Since this time, thanks to mentors such as the late East London historian Professor Bill Fishman I have become a tour guide of the former Jewish East End, as well as an oral historian. I have collected hundreds of hours of recorded testimony over the years, mainly of memories that focus on the London experience. Some of these collections are held in public institutions others appear in my other publications including On Brick Lane (Penguin, 2007), Diamond Street (Penguin, 2012) and Estuary (Penguin, 2016) which all involved years of research in multiple archives.
Before becoming a full-time academic, I worked as an archivist and historian at London’s oldest still functioning Ashkenazi synagogue, Sandys Row in Spitalfields. This involved conducting oral histories with the remaining community and depositing original material from the synagogue into the Bishopsgate Institute Archives. This philanthropic institution was established in the Victorian era to provide educational facilities and a library for the poor of East London and now holds a large collection of material relating to the many different communities who have lived in the area, including the Jewish community. The transfer process was undertaken with the help of volunteers working in collaboration with Chief Archivist Stefan Dickers and his team. The many documents and artefacts in this wonderful collection include nineteenth century marriage certificates, Torah scroll mantles made from women’s dresses and handwritten minute books, the earliest of these were written in Dutch. A digital copy of this material is available on the project website Our Hidden Histories, which features as one of the archives on the Hidden Treasures website.
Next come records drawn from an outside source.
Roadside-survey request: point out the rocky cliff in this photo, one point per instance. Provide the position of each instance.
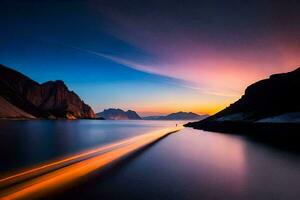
(178, 116)
(48, 100)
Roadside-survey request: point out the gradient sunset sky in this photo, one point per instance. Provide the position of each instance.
(156, 56)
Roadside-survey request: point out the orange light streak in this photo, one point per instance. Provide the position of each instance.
(59, 177)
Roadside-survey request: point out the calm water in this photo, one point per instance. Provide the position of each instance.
(190, 164)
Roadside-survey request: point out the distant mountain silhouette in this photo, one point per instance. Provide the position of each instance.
(178, 116)
(272, 100)
(118, 114)
(22, 97)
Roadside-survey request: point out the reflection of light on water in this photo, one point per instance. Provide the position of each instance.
(221, 158)
(60, 174)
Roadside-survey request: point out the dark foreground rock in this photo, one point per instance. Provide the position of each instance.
(269, 111)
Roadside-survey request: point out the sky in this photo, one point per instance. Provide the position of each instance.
(151, 56)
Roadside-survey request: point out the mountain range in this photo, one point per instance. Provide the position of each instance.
(24, 98)
(178, 116)
(118, 114)
(274, 100)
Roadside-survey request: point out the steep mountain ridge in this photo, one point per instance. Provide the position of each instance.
(48, 100)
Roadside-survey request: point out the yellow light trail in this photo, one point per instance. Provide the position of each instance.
(56, 174)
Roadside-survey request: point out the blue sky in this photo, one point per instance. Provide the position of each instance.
(154, 57)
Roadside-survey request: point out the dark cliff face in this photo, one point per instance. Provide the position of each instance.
(118, 114)
(48, 100)
(274, 96)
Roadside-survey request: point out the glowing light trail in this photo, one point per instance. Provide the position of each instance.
(57, 178)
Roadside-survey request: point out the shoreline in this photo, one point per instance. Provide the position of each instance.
(284, 136)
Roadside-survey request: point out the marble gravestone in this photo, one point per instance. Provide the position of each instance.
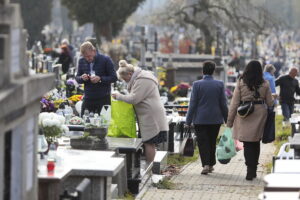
(19, 108)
Another digital project I produced in collaborative with colleagues at the Survey of London and University College London that also appears on Hidden Treasures is the interactive Memory Map of the Jewish East End . On this digital map you will find excerpts from my substantial archive of oral history recordings with former and current Jewish residents of East London whom I have interviewed over the years, many of whom are sadly no longer with us. Hundreds of archival photographs can also be accessed on the map, along with original research which was collated from research at numerous archival institutions. This was followed by the Memory Map of Jewish Manchester, which features the recordings of Manchester based oral historian Dr Ros Livshin. I am currently working on a book and another digital archive project, that tracks the work and life of the legendary Polish-born Yiddish poet Avram Nachum Stencl (1897-1983). You can hear more about this work here in the radio programme The Poet of Whitechapel that features recordings of people sharing their stories about Stencl and his famous Yiddish literary society The Friends of Yiddish.